B. Riwayat Kesehatan Dahulu dan Sekarang
Perlu dikaji terkait penyakit yang pernah diderita untuk memprediksi apakah lansia
tersebut dapat terserang penyakit yang sama lagi dikemudian hari atau justru
menderita komplikasi akibat penyakit primernya terdahulu.

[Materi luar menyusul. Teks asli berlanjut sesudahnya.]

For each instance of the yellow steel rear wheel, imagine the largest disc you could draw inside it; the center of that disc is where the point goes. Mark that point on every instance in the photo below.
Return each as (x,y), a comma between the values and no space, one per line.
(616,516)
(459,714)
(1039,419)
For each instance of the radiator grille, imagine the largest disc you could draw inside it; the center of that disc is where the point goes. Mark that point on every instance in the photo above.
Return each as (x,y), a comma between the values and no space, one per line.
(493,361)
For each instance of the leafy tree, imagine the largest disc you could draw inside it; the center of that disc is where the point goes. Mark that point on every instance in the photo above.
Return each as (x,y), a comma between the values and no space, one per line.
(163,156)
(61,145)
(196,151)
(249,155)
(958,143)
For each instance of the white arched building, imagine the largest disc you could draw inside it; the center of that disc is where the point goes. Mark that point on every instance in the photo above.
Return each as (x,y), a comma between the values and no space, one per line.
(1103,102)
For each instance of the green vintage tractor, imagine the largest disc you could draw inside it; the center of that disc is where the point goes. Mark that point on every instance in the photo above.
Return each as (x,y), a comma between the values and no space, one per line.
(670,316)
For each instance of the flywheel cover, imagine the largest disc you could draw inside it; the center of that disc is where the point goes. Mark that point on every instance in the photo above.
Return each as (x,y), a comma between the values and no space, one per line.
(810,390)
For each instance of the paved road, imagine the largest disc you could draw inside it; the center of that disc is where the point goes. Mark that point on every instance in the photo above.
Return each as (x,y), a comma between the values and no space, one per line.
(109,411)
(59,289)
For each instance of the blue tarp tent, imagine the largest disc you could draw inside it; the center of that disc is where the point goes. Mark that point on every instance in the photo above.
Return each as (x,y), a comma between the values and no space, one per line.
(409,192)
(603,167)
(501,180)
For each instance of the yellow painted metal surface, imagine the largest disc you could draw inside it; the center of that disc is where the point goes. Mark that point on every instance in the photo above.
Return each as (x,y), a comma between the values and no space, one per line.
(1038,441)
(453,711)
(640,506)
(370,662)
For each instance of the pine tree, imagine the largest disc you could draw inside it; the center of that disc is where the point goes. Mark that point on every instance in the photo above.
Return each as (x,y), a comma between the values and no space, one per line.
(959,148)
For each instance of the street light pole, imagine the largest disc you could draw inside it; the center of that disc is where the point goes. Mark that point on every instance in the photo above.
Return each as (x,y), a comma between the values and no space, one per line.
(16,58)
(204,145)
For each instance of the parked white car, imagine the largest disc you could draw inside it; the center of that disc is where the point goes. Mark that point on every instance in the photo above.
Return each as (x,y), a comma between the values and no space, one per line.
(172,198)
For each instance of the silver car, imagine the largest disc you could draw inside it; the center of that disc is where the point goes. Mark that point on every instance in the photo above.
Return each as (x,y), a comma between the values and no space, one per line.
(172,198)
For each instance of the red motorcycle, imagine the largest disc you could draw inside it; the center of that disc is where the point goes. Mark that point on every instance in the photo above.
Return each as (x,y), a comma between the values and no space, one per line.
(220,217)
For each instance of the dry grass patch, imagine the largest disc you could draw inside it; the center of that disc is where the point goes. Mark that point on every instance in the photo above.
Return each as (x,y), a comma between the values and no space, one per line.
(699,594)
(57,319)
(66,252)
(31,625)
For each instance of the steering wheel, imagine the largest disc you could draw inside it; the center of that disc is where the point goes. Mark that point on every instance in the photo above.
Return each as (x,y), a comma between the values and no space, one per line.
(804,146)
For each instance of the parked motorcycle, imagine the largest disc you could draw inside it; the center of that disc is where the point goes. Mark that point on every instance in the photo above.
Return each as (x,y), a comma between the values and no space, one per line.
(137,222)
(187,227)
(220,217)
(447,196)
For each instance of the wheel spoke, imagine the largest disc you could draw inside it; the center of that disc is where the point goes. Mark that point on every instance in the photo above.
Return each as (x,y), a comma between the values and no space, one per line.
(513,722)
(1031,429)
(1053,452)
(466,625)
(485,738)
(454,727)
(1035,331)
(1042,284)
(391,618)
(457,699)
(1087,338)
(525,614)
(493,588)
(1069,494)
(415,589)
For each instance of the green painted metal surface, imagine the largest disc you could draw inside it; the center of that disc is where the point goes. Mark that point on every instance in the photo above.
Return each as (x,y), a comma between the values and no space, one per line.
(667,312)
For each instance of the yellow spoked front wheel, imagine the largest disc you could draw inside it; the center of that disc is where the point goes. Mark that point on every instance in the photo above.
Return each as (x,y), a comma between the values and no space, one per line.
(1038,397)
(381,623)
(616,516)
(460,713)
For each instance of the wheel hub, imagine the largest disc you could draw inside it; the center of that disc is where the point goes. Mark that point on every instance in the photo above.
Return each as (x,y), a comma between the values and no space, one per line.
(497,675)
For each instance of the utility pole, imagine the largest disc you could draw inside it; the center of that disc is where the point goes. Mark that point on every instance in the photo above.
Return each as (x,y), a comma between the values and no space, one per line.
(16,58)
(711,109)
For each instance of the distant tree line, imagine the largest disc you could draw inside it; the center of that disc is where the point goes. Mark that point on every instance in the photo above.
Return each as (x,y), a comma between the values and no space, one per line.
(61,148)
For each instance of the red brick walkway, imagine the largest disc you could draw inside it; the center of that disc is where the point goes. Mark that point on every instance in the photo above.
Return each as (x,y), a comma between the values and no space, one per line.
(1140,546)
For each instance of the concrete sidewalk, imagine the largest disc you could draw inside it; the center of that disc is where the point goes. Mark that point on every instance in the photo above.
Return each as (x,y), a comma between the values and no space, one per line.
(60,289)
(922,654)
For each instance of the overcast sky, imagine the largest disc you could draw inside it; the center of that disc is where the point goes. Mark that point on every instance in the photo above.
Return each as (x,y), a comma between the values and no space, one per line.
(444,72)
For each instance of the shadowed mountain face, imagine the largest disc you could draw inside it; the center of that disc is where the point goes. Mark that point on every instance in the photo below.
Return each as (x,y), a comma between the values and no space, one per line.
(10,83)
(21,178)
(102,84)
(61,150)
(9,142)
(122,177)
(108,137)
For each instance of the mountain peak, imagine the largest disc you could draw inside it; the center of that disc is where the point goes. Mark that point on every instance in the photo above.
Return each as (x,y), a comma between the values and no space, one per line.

Hal tersebut berkaitan
dengan pembiayaan yang mungkin akan dibebankan pada lansia apalagi jika lansia
tersebut tidak memiliki keanggotaan Jaminan Kesehatan Nasional (JKN).
C. Pemeriksaan Fisik
Pemeriksaan fisik secara komprehensif (head to toe/per sistem) wajib dilakukan
meski tidak ada keluhan berarti yang dirasakan lansia guna mengantisipasi penyakit
degeneratif.
5. Diagnosa Keperawatan yang Dapat Muncul
1) Koping Tidak Efektif berhubungan dengan ketidakadekuatan sistem
pendukung/strategi koping Standar Diagnosis Keperawatan Indonesia,
D.0096, Kategori: Psikologis, Subkategori: Integritas Ego
2) Penampilan Peran Tidak Efektif berhubungan dengan faktor ekonomi Standar
Diagnosis Keperawatan Indonesia, D.0125, Kategori: Relasional, Subkategori:
Interaksi Sosial
3) Manajemen Kesehatan Keluarga Tidak Efektif berhubungan dengan kesulitan
ekonomi Standar Diagnosis Keperawatan Indonesia, D.0115, Kategori:
Perilaku, Subkategori: Penyuluhan dan Pembelajaran
6. Implementasi
Melakukan tindakan apa yang harus dilakukan saat itu pada klien dan catat apa
tindakan yang telah dilakukan pada klien, tindakan ini merupakan aplikasi kongrit
dari rencana intervensi yang telah dibuat untuk mengatasi masalah kesehatan
klien yang telah dilakukan oleh perawat.
7. Evaluasi
Langkah akhir dari proses keperawatan, di mana evaluasi adalah kegiatan yang
dilakukan secara terus-menerus yangdilibatkan klien, perawata dan anggota tim
kesehatan lainnya yang terdiri dari S.O.A.P.